Reductions in stavudine dose might ameliorate mitochondrial-associated complications without compromising antiviral activity

Department of Infectious Diseases, Hospital Carlos III, Madrid, Spain.
HIV Clinical Trials (Impact Factor: 2.14). 07/2005; 6(4):197-202. DOI: 10.1310/ED57-EU48-RK6A-E5U0
Source: PubMed

ABSTRACT Stavudine (d4T) is a nucleoside analogue approved for the treatment of HIV infection. Concern has risen due to its association with mitochondrial toxicity. Given that the toxicity might be dose-dependent, we explored prospectively whether lowering d4T doses might improve the safety profile of the drug without compromising its antiviral activity.
All HIV-infected patients seen at our institution during the first semester of year 2003 who were receiving a d4T-containing regimen and had plasma HIV RNA below 50 copies/mL for the previous 3 months were invited to participate in a trial in which half of patients reduced the dose of d4T from 40 to 30 mg bid (cases) and the other half continued with the same d4T dose (controls).

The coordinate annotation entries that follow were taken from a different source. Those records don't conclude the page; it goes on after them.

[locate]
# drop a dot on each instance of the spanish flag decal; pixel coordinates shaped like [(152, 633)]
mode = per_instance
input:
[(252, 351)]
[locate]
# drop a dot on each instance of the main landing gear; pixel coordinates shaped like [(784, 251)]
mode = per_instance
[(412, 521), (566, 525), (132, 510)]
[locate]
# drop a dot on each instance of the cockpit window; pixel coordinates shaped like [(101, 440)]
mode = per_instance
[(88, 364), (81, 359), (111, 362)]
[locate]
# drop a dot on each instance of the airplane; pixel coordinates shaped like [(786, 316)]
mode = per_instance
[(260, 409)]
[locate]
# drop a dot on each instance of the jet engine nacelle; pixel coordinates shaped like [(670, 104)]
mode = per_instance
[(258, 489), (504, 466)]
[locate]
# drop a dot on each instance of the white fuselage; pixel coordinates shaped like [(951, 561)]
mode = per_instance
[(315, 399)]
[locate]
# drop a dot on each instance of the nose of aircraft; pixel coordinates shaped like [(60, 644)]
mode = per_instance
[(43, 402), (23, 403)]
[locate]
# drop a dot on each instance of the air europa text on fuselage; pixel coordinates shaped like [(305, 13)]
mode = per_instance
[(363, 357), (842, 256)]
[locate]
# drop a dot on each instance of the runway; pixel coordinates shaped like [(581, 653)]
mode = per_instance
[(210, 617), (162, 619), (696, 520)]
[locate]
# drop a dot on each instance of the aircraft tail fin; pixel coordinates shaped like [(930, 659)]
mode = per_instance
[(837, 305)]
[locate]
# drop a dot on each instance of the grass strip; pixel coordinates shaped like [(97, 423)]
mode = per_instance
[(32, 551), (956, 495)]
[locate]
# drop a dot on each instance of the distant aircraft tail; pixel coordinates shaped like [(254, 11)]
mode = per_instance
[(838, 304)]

A total of 92 patients were recruited in the study: 47 cases and 45 controls. A total of 9 patients experienced virological failure during the following 12 months: 4 cases and 5 controls. No significant differences between groups were recognized for mean transaminase levels, cholesterol, triglycerides, and lactate at baseline nor over the 12-month follow-up period. Lipodystrophy was recognized in 20% of patients at baseline, without significant differences between groups, and no significant improvements were recognized in the d4T 30 mg bid arm after 12 months follow-up. However, a median significant increase of 2.23-fold in the mitochondrial DNA content in peripheral blood mononuclear cells (PBMCs) was recognized in a subset of 11 patients who reduced the d4T dose, whereas it remained unchanged in 10 controls.
A reduction in the d4T dose from 40 to 30 mg bid may ameliorate mtDNA depletion in PBMCs without compromising the antiviral activity of the drug. However, significant improvements on surrogate laboratory markers of mitochondrial toxicity or in lipoatrophy could not be recognized over 12 months follow-up.